Thin tree? It was not me.


----------



## hoshin1600 (May 25, 2018)

the clip was better than i thought it would be.  as a side note im not a big fan of the stop action stuff with the "hit cam" message, replays and cut edits.  that might be ok for YouTube viewers but as another martial artist for me to really evaluate i would like to see a continuous stream of action.
i could tell right away you have been watching Bruce Lee stuff by the little iconic shuffle steps you were doing.
you were also using a very low lead hand guard, where your hand was hanging around your stomach.  from what i saw, this is not working well for you.  Bruce Lee did it but he had incredible hand speed.  he had his reasons for using it, but like i said its not working for you.  it wasnt effective both as offense and defense.
   Your sparring is also following a pattern similar to playing "tag"  you hit only once.  i would start working on some better boxing skills and work on combinations.  this is not easy, i understand. to apply the combination you have to be willing to take a hit in return of striking with your own better hit,  or you need to learn body, foot and head movement that boxing can also give you.  you are evading but when you evade your putting yourself out of range for your counter.  you need to evade while still staying in the "pocket"  so you can hit.
   i didnt see any real kicking.  that may be due to the environment and wearing shoes or you have not integrated the hands and kicks enough to use them.  either way a lot of the time you were in perfect range for kicks.  you should learn that distance and fire those kicks or stay out of that range because if someone had better kicking skills they would have an easy time with you..

looks good so far keep up the good work and get some real lessons as soon as you can.


----------



## Panshumei (May 25, 2018)

hoshin1600 said:


> the clip was better than i thought it would be.  as a side note im not a big fan of the stop action stuff with the "hit cam" message, replays and cut edits.  that might be ok for YouTube viewers but as another martial artist for me to really evaluate i would like to see a continuous stream of action.
> i could tell right away you have been watching Bruce Lee stuff by the little iconic shuffle steps you were doing.
> you were also using a very low lead hand guard, where your hand was hanging around your stomach.  from what i saw, this is not working well for you.  Bruce Lee did it but he had incredible hand speed.  he had his reasons for using it, but like i said its not working for you.  it wasnt effective both as offense and defense.
> Your sparring is also following a pattern similar to playing "tag"  you hit only once.  i would start working on some better boxing skills and work on combinations.  this is not easy, i understand. to apply the combination you have to be willing to take a hit in return of striking with your own better hit,  or you need to learn body, foot and head movement that boxing can also give you.  you are evading but when you evade your putting yourself out of range for your counter.  you need to evade while still staying in the "pocket"  so you can hit.
> ...


This is by far the best advice I've ever received, I will definitely take this into consideration.

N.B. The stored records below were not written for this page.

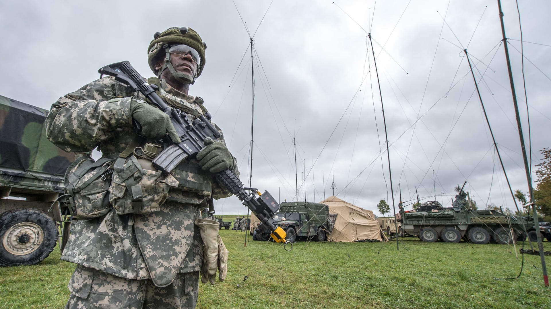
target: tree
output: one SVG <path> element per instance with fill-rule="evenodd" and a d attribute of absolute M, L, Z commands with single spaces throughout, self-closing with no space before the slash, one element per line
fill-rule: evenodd
<path fill-rule="evenodd" d="M 538 185 L 534 190 L 534 200 L 539 212 L 545 216 L 551 216 L 551 148 L 544 148 L 539 153 L 543 159 L 536 165 Z"/>
<path fill-rule="evenodd" d="M 520 190 L 515 190 L 515 198 L 520 202 L 522 206 L 523 207 L 526 204 L 528 204 L 528 200 L 526 199 L 526 194 L 524 194 L 524 192 Z"/>
<path fill-rule="evenodd" d="M 384 199 L 379 201 L 379 204 L 377 204 L 377 210 L 382 214 L 383 216 L 387 213 L 388 213 L 389 215 L 390 215 L 390 206 Z"/>

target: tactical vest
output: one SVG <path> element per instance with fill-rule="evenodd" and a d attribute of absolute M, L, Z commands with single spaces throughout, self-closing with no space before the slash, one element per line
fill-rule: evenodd
<path fill-rule="evenodd" d="M 150 84 L 156 85 L 159 89 L 161 89 L 160 80 L 158 78 L 150 78 L 148 79 L 148 83 Z M 157 94 L 169 105 L 174 106 L 175 104 L 172 102 L 173 100 L 163 95 L 160 91 L 158 91 Z M 203 114 L 207 112 L 207 109 L 203 106 L 200 101 L 196 100 L 196 103 L 201 109 Z M 190 118 L 192 119 L 196 118 L 197 115 L 199 114 L 197 111 L 187 106 L 182 106 L 181 105 L 179 105 L 177 108 L 181 110 L 182 112 L 190 115 Z M 210 196 L 212 193 L 212 182 L 214 181 L 212 175 L 208 171 L 202 170 L 198 161 L 195 159 L 185 160 L 176 166 L 171 174 L 180 182 L 178 189 L 183 191 L 194 192 L 201 196 Z M 183 199 L 183 200 L 181 202 L 186 203 L 190 202 L 186 200 L 185 197 L 182 197 L 181 198 Z M 170 197 L 169 199 L 174 200 L 174 198 Z"/>

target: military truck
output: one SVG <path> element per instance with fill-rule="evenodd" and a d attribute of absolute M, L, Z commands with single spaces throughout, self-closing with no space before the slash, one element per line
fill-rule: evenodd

Your analysis is very well appreciated.


----------



## JR 137 (May 25, 2018)

jobo said:


> Maybe, but if you don't know your shots will beat a keeper, then you don't know they work, like hitting a bag as your only punching practise, you don't know you can hit a target that keeps moving.
> 
> As an aside, I used to do something like that, stand 25yards out and aim for the cross bar, then my dog would bring the ball back and is try again, the problem was when I did it for real, I kept hitting the cross bar



You reminded me of a game when I was working with a soccer team...

We were tied in the 1st overtime period.  We got 4 direct kicks from about 1 yard outside the box, in the same spot every time somehow.  The guy taking the shot went about 6 inches over the crossbar every time.  Same exact spot too.

In between the 1st and 2nd OT, the guy says he’s trying NOT to hit the crossbar, so the coach told him to aim for the crossbar.  About 2 minutes into the next OT, same direct kick from the same spot.  He aimed for the crossbar.  Goal. Game over.  One of the most ridiculous things I’ve seen in the game.  And I’ve seen quite a bit of ridiculousness.


----------



## JR 137 (May 25, 2018)

Panshumei said:


> This is by far the best advice I've ever received, I will definitely take this into consideration. Your analysis is very well appreciated.


I agree with everything Hoshin said.  IMO he’s right on the money.  Especially the hands.  The white shirt guy’s hand position than I’m assuming yours.  The hand on the stomach is doing nothing for you at all.  It’s making throwing a punch with it far slower too. Keep them both up at head height, elbows close (but not too close) to your ribs.  The other guy’s was pretty good, but his fists should’ve been out a little further.

In addition to what Hoshin said...

1. The biggest thing I saw was your posture.  When you’re (both of you) not engaged, your posture’s dine.  Once you throw anything or defend anything, you’re both turning too far, bending over too far, and/or going into a fetal position of sorts.  Stay upright!!! Not doing so is a great way to get hit with a clean, easy, and hard shot to the head. Turning away and/or down like that is probably the worst thing you can do; you’re giving up way too many targets. If you can only change one thing, this is probably it.  

2.  Every time either of you punch or kick, you’re dropping your hands, leaving yourselves wide open.  Neither of you counter well enough to exploit this, but a better fighter will easily take advantage of that.  They’ll wait until you start your punch, then go in with a fast straight punch to an easy target.

3. Your range is too far away.  If you’re going to fight at this range, you’ve got to move in and out with your feet.  You’re both reaching way to far to hit each other, resulting in far less power and breaking your posture (just like number 1. here).  When you’re reaching that far, quite often your body was turned away from your target, opening up targets, and it seemed like you couldn’t even see what you were hitting.

As Hoshin said, it was better than I thought it would be.  You seem like good athletes, which is what helped you all more than MA skill IMO.

Please keep at it.  You’ve got potential. A teacher will help you live up to that potential far more.  And if you’ve posted it on YouTube, ignore the idiots.


----------



## Headhunter (May 25, 2018)

The old saying goes iron sharpens iron. Training with your brother is good but unless he's an expert black belt you won't be getting that much out of it simply because he's not that good either. 

My advice to anyone who can't train at a school is to focus on physical fitness and strength that way you can build up your body to be in good condition so if you do ever start training you have that edge


----------